The PDGFRβ(S)J conditional knockin allele has the endogenous PDGFRβ sequences replaced with a loxP-flanked PGKneo (lox-stop-lox) cassette upstream of the constitutively active PDGFRβJ mutant isoform (V536A mutation in the juxtamembrane domain disrupts a highly conserved juxtamembrane region in type III receptor tyrosine kinases that contacts the kinase domain important for full auto-inhibition, leading to constitutive PDGFRβ activity). Prior to Cre recombinase exposure, no expression of the constitutively active βJ mutant isoform is observed, and the mutant allele functions as a knockout. Mice homozygous for the PDGFRβ(S)J allele are neonatal lethal. Heterozygous PDGFRβ(S)J mice are viable and fertile with no reported abnormalities. Following Cre recombinase-mediated excision of the floxed-STOP cassette, high basal kinase activity without the addition of ligand is observed in the cre-expressing tissues.
Of note, pan-deletion of the floxed-STOP cassette can be achieved by breeding PDGFRβ(S)J conditional knockin mice with mice expressing Cre recombinase in early embryonic development (Meox2-Cre [Stock No. 003755], Sox2-Cre [Stock No. 004783], or Prm-Cre [Stock No. 003328]).
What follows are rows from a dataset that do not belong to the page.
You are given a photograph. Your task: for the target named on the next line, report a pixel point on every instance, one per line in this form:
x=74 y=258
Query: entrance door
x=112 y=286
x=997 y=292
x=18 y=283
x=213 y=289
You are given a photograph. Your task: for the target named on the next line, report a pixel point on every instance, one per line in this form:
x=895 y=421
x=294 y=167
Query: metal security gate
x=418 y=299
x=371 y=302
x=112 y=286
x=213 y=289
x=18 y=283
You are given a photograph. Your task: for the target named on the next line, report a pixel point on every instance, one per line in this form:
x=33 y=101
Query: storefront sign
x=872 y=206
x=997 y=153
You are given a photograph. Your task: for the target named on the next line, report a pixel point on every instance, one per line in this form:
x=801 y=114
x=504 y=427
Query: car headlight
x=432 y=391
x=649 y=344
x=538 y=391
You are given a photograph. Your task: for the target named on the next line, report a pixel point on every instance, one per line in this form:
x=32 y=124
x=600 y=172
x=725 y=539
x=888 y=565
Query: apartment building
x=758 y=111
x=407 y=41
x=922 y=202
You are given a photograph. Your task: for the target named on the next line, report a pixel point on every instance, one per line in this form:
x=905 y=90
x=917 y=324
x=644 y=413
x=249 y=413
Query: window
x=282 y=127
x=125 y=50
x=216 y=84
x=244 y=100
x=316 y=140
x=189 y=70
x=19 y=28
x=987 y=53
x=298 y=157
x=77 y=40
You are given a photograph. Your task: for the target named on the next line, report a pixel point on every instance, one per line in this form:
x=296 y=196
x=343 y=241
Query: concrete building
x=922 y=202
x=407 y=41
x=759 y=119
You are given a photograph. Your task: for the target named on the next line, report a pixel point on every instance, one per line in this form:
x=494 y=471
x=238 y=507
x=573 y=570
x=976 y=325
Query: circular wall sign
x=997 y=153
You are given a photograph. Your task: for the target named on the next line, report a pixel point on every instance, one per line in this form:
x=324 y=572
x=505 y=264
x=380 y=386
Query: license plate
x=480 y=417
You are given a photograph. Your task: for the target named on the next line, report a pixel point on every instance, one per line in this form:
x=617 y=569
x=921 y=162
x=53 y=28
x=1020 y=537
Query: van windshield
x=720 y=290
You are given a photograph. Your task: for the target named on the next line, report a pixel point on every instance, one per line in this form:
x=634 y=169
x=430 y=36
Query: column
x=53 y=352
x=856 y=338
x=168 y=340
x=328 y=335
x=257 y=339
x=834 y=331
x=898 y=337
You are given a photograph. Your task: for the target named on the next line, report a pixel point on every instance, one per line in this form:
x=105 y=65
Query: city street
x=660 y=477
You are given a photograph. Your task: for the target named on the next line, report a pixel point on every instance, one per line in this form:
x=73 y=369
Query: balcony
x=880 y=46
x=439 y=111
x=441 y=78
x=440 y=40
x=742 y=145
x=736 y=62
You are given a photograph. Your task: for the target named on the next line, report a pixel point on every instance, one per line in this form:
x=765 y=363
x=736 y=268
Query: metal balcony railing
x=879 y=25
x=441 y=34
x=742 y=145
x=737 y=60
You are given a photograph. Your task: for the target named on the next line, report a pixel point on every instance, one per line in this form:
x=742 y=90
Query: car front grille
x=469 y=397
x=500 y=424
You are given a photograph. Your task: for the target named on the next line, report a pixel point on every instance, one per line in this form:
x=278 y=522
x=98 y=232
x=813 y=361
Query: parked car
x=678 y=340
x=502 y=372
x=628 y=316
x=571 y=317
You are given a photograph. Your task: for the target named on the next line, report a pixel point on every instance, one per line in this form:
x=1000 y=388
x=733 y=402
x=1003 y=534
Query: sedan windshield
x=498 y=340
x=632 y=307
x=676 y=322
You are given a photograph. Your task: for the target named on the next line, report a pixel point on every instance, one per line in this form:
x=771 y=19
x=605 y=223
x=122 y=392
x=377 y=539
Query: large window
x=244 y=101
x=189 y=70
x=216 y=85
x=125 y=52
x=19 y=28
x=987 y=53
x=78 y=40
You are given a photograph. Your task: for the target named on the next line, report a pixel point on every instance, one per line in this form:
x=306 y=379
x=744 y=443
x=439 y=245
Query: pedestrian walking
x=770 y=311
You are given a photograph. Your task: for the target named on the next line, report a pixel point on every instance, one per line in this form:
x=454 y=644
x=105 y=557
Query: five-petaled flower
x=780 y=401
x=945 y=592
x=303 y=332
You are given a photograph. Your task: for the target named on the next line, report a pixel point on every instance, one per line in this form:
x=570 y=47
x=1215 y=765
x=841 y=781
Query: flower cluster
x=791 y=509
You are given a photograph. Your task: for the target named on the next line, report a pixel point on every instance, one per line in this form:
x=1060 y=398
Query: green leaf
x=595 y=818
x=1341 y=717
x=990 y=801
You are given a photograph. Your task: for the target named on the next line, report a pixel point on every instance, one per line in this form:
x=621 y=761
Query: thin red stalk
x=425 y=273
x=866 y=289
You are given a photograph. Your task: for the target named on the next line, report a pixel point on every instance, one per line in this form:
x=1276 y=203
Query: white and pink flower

In the resulting double mutant offspring, widespread expression of the constitutively active PDGFRβ leads to normal embryonic development but eventual death by ~14 days of age. In these double mutant mice, constitutively active PDGFRβ induces a battery of immune response genes in pericytes and mesenchymal cells, and also inhibits in vitro differentiation of white adipocytes.
When PDGFRβ(S)J conditional knockin mice are bred to Sm22-Cre mice [Stock No. 004746], constitutively active PDGFRβ drives cell proliferation and downregulates differentiation genes in aortic vascular smooth muscle tissues of the double mutant offspring.
Importantly, the donating investigator reports they have not observed any consistent phenotypic differences between the Cre recombinase-activated phenotypes of PDGFRβJ and PDGFRβK (see Stock No. 018435) mice, regardless of Cre recombinase tissue specificity.